Response by Bass Rogue - Dated 5/27/1998

    A Carolina rig is designed for floating worms and lizards where the little plastic critters appear to swim up off the bottom where most Texas rigs tend to hang. Picture this: a 2/0 or 3/0 worm hook attached to an 18-inch leader attached to a swivel attached to your fishing line. Now, before you attach the swivel to your fishing line, slip a 1/2 to 1 oz. weight and a 1/4 to 3/8-inch plastic or glass bead onto the line. In other words, the weight and bead will be above the swivel and free to slide up your line. The final order of components should be line, weight, bead, swivel, leader and hook.

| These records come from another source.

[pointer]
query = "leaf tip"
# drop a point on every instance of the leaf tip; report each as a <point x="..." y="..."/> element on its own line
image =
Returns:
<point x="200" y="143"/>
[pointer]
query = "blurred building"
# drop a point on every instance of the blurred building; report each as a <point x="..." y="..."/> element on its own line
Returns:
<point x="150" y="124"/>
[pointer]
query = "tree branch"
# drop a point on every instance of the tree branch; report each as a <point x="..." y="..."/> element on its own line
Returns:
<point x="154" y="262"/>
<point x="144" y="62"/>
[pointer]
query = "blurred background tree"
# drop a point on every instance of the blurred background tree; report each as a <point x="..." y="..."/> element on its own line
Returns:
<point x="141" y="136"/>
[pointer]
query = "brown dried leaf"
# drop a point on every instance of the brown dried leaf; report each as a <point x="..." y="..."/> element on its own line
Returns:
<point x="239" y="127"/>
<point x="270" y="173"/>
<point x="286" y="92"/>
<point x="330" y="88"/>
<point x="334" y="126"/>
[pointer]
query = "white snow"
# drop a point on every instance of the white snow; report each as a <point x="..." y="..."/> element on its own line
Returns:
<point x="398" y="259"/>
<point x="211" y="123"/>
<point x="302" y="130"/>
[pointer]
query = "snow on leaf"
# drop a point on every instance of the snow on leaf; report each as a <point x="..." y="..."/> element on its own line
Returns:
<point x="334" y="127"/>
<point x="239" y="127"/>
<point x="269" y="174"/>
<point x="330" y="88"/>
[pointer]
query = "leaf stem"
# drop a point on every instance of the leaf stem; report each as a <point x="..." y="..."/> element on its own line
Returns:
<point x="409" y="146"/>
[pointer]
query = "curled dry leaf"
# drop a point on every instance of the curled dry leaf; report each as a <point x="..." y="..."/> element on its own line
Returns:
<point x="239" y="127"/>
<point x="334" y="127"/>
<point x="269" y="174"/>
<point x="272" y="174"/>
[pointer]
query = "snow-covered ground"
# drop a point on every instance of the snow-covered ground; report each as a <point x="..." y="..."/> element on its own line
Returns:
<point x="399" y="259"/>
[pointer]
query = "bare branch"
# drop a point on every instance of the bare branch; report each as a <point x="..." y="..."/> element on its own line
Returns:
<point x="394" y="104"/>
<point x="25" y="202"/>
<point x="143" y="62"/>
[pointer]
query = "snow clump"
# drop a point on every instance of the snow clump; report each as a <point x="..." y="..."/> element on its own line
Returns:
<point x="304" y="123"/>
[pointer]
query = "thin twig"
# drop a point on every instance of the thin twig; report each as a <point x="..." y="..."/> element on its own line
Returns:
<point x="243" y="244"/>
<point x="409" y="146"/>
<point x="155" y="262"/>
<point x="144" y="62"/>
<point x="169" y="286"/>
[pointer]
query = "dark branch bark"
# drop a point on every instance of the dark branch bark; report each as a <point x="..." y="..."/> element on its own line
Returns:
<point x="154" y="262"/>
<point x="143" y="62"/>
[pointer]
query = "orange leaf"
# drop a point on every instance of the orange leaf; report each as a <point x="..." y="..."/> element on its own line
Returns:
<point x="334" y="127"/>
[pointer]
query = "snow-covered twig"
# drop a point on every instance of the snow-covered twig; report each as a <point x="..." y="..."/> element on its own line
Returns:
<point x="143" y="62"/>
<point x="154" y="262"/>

    When you fish the Carolina rig, you pull the weight along the bottom to cause a disturbance there. You also make a clacking sound by twitching your rod tip to make the weight bang against the glass bead (the bead protects the knot at the swivel). This should attract big bass which will see your floating plastic trailing behind the disturbance and sound. The concept here is the bass will sneak up on the plastic critter which is sneaking up on something hugging the bottom.

    The leader should be a lesser strength than the line. If the hook gets hung up, and you have to break something, the leader will give out before the line. That way, you'll lose the hook and plastic, but you'll save the weight, bead and swivel. The length of the leader should also be adjusted so the plastic floats just over the tops of the weed cover on the bottom.